In the absence of inner and outer roles, an OSM relation is assumed to
be non-polygonal, and to instead form a collection of non-enclosing lines.
The representation of spatial objects as Simple Features is described at length by the OGC, with this document merely reviewing relevant aspects. The SF system assumes that spatial features can be represented in one of seven distinct primary classes, which by convention are referred to in all capital letters. Relevant classes for OSM data are:
(The seventh primary class is GEOMETRYCOLLECTION, which contains several
objects with different geometries.) An SF (where that acronym may connote both
singular and plural) consists of a sequence of spatial coordinates, which for
OSM data are only ever XY coordinates represented as strings enclosed within
brackets. In addition to coordinate data and associated coordinate reference
systems, an SF may include any number of additional data which quantify or
qualify the feature of interest. In the
sf extension to R, for example, a
single SF is represented by one row of a data.frame, with the geometry stored
in a single column, and any number of other columns containing these additional
data.
Simple Feature geometries are referred to in this vignette using all capital
letters (such as POLYGON), while OSM geometries use lower case (such as
polygon). Similarly, the Simple Features standard of the OGC is referred to as
SF, while the R package of the same name is referred to as R::sf–upper
case R followed by lower case sf. Much functionality of R::sf is
determined by the underlying
Geospatial Data Abstraction Library (GDAL; described
below). Representations of data are often discussed here with reference to
GDAL/sf, in which case it may always be assumed that the translation and
representation of data are determined by GDAL and not directly by the creators
of R::sf.
osmdata translates OSM into Simple FeaturesOSM nodes translate directly into SF::POINT objects, with all OSM key-value
pairs stored in additional data.frame columns.
OSM ways may be either polygons or (non-polygonal) lines. osmdata translates
these into SF::LINESTRING and SF::POLYGON objects, respectively. Although
polygonal and non-polygonal ways may have systematically different key fields,
they are conflated here to the single set of key values common to all way
objects regardless of shape. This enables direct comparison and uniform
operation on both SF::LINESTRING and SF::POLYGON objects.
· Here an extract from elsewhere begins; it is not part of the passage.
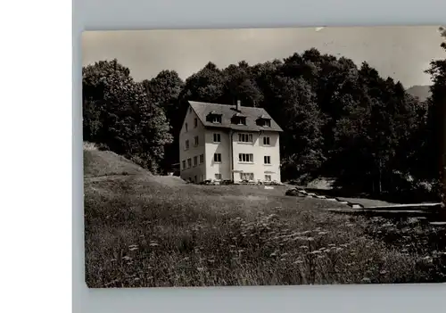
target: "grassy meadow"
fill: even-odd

OSM relations comprising members with role=outer or role=inner are
translated into SF::MULTIPOLYGON objects; otherwise they form
SF::MULTILINESTRING objects. As in the preceding case of OSM ways, potentially
systematic differences between OSM key fields for multipolygon and other
relation objects are ignored in favour of returning identical key fields in
both cases, whether or not value fields for those keys exist.
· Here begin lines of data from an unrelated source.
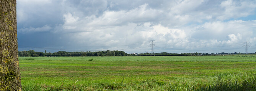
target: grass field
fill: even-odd
[[[256,91],[256,56],[19,59],[23,91]]]

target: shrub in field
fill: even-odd
[[[93,58],[90,59],[88,61],[93,61]]]
[[[39,56],[39,55],[37,54],[33,54],[33,56]]]

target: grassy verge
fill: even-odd
[[[20,57],[19,60],[23,91],[253,91],[256,90],[255,58]]]

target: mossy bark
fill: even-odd
[[[21,91],[16,0],[0,0],[0,91]]]

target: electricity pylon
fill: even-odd
[[[248,52],[248,47],[250,47],[251,45],[250,45],[249,44],[251,43],[250,42],[248,42],[248,41],[246,41],[243,42],[243,43],[244,45],[243,46],[243,47],[245,47],[245,53],[247,54],[248,53],[247,52]]]
[[[151,42],[149,45],[149,46],[151,47],[151,56],[154,55],[155,56],[154,53],[154,47],[156,46],[156,45],[154,44],[154,42],[155,42],[155,41],[154,40],[151,40],[150,41],[150,42]]]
An OSM multipolygon is translated by osmdata into a single SF::MULTIPOLYGON
object which has an additional column specifying num_members. The SF
geometry thus consists of a list (an R::List object) of this number of
polygons, the first of which is the outer polygon, with all subsequent members
forming closed inner rings (either individually or in combination).
Each of these inner polygons are also represented as one or more OSM objects, which
will generally include detailed data on the individual components not able
to be represented in the single multipolygon representation. Each inner polygon
is therefore additionally stored in the sf::MULTIPOLYGON data.frame along
with all associated data. Thus the row containing a multipolygon of
num_polygon polygons is followed by num_polygon - 1 rows containing the data
for each inner polygon.
Note that OSM relation objects generally have fewer (or different) key-value
pairs than do OSM way objects. In the OSM system, data describing the detailed
properties of the constituent ways of a given OSM relation are stored with those
ways rather than with the relation. osmdata follows this general
principle, and stored the geometry of all ways of a relation with the
relation itself (that is, as part of the MULTIPOLYGON or MULTILINESTRING
object), while those ways are also stored themselves as LINESTRING (or
potentially POLYGON) objects, from where their additional key-value data may
be accessed.
OSM relations that are not multipolygons are translated into
SF::MULTILINESTRING objects. Each member of any OSM relation is attributed a
role, which may be empty. osmdata collates all ways within a relation
according to their role attributes. Thus, unlike multipolygon relations which
are always translated into a single sf::MULTIPOLYGON object, multilinestring
relations are translated by omsdata into potentially several
sf::MULTILINESTRING objects, one for each unique role.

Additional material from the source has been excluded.